A conclusione di queste sintetiche riflessioni ci si rende conto che le politiche economiche sono il vero nodo per la ripresa della crescita in tutto il mondo, a partire dalle Economie Avanzate, Us ed Ue. Trump non potrà condurre battaglie solitarie e donchisciottesche contro i suoi naturali partner commerciali e alleati nello scacchiere geopolitico del mondo perché rimarrebbe privo di Paesi amici ed economicamente integrati. L’ipotesi, anche qui, è che dopo alcune forzature iniziali per alzare il prezzo delle concessioni dovrà assumere posizioni più collaborative, come con la questione del commercio mondiale e dei dazi.
5. Energia, commodity strategiche e prodotti agricoli
Questi anni hanno insegnato che il loro controllo e la disponibilità costringono a non toccare i meccanismi in essere e a favorire, in particolare per quelli agricoli, un incremento delle produzioni. Negli ultimi 5 anni le principali commodity agricole (frumento, riso, mais e soia) hanno continuato a raggiungere nuovi record produttivi contribuendo, con l’aumento dell’offerta, a far iniziare la marcia indietro dell’inflazione prima degli altri settori. Per questo sarà interessante vedere quale sarà l’indirizzo dell’Amministrazione Trump sulla transizione green. Gli Us sono al sicuro sul piano energetico. La salute della terra e il futuro dell’umanità richiedono un rafforzamento dell’agricoltura che si fondi su incrementi di produttività e sostenibilità grazie all’innovazione scientifica e organizzativa.
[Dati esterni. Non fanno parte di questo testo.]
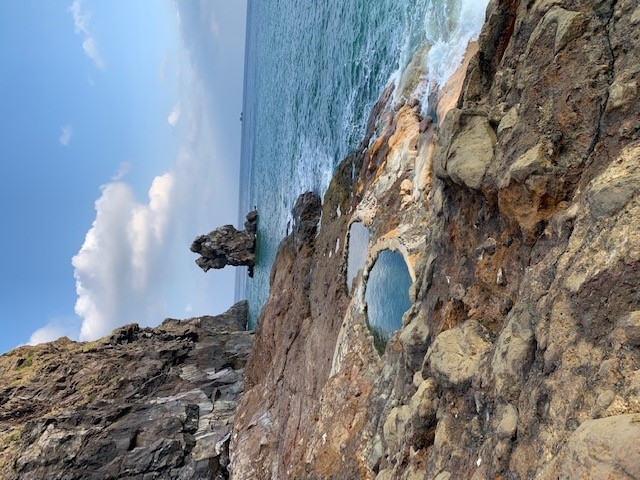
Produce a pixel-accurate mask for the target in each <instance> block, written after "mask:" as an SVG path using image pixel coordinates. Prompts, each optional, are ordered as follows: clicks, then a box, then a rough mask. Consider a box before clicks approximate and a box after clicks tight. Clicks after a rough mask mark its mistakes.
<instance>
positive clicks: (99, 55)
mask: <svg viewBox="0 0 640 480" xmlns="http://www.w3.org/2000/svg"><path fill="white" fill-rule="evenodd" d="M67 10H68V11H69V12H70V13H71V15H73V24H74V27H75V32H76V34H78V35H81V36H82V37H83V40H82V50H84V54H85V55H86V56H87V57H89V58H90V59H91V60H92V61H93V63H94V64H95V66H96V67H98V68H99V69H104V68H105V64H104V61H103V60H102V57H101V56H100V52H99V51H98V47H97V45H96V39H95V37H94V36H93V34H92V33H91V30H90V29H89V20H90V19H91V12H83V11H82V0H74V2H73V3H72V4H71V5H70V6H69V8H68V9H67Z"/></svg>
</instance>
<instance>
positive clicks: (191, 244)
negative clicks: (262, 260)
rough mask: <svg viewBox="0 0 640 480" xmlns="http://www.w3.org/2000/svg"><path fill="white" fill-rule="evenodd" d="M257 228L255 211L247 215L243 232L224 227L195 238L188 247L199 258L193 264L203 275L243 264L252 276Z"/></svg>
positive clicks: (231, 225) (216, 229)
mask: <svg viewBox="0 0 640 480" xmlns="http://www.w3.org/2000/svg"><path fill="white" fill-rule="evenodd" d="M257 227H258V212H257V211H255V210H254V211H252V212H249V213H248V214H247V220H246V221H245V222H244V228H245V229H244V230H236V228H235V227H234V226H233V225H223V226H222V227H218V228H216V229H215V230H213V231H212V232H209V233H208V234H206V235H200V236H198V237H197V238H196V239H195V240H194V241H193V243H192V244H191V251H192V252H194V253H197V254H199V255H200V257H199V258H198V259H197V260H196V263H197V264H198V266H199V267H200V268H202V269H203V270H204V271H205V272H207V271H209V270H210V269H212V268H224V267H226V266H227V265H231V266H236V267H237V266H240V265H244V266H247V267H249V268H248V273H249V276H250V277H253V267H254V265H255V261H256V231H257Z"/></svg>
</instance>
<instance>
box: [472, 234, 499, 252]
mask: <svg viewBox="0 0 640 480" xmlns="http://www.w3.org/2000/svg"><path fill="white" fill-rule="evenodd" d="M497 246H498V242H496V239H495V238H493V237H489V238H487V239H486V240H485V241H484V242H482V243H481V244H480V245H478V246H477V247H476V255H477V256H480V255H482V253H483V252H487V253H488V254H489V255H493V254H494V253H496V248H497Z"/></svg>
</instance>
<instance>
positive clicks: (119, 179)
mask: <svg viewBox="0 0 640 480" xmlns="http://www.w3.org/2000/svg"><path fill="white" fill-rule="evenodd" d="M129 170H131V164H130V163H129V162H121V163H120V166H119V167H118V171H117V172H116V174H115V175H114V176H113V177H111V181H112V182H117V181H119V180H122V179H123V178H124V177H126V176H127V173H129Z"/></svg>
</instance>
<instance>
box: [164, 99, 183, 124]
mask: <svg viewBox="0 0 640 480" xmlns="http://www.w3.org/2000/svg"><path fill="white" fill-rule="evenodd" d="M181 113H182V110H181V108H180V104H179V103H177V104H176V105H175V106H174V107H173V110H171V113H170V114H169V117H168V118H167V121H168V122H169V125H171V126H172V127H174V128H175V126H176V125H178V120H180V114H181Z"/></svg>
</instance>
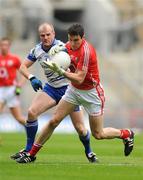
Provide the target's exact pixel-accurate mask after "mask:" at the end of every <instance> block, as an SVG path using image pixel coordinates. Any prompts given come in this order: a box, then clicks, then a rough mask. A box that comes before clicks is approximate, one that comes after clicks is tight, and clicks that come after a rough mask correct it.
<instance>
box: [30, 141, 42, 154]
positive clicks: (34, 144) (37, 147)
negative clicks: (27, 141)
mask: <svg viewBox="0 0 143 180" xmlns="http://www.w3.org/2000/svg"><path fill="white" fill-rule="evenodd" d="M41 147H42V145H40V144H33V146H32V149H31V150H30V151H29V153H30V155H31V156H35V155H36V154H37V152H38V151H39V150H40V149H41Z"/></svg>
In conclusione, se si moderassero certi eccessi ambientalisti e green sarebbe il migliore investimento possibile per aumentare il Pil mondiale, stimolare la crescita economica e sociale, moltiplicare gli scambi, favorire salute e benessere. Anche qui Trump sarà costretto a conciliare promesse e concreti comportamenti. La via della ripresa richiede prudenza.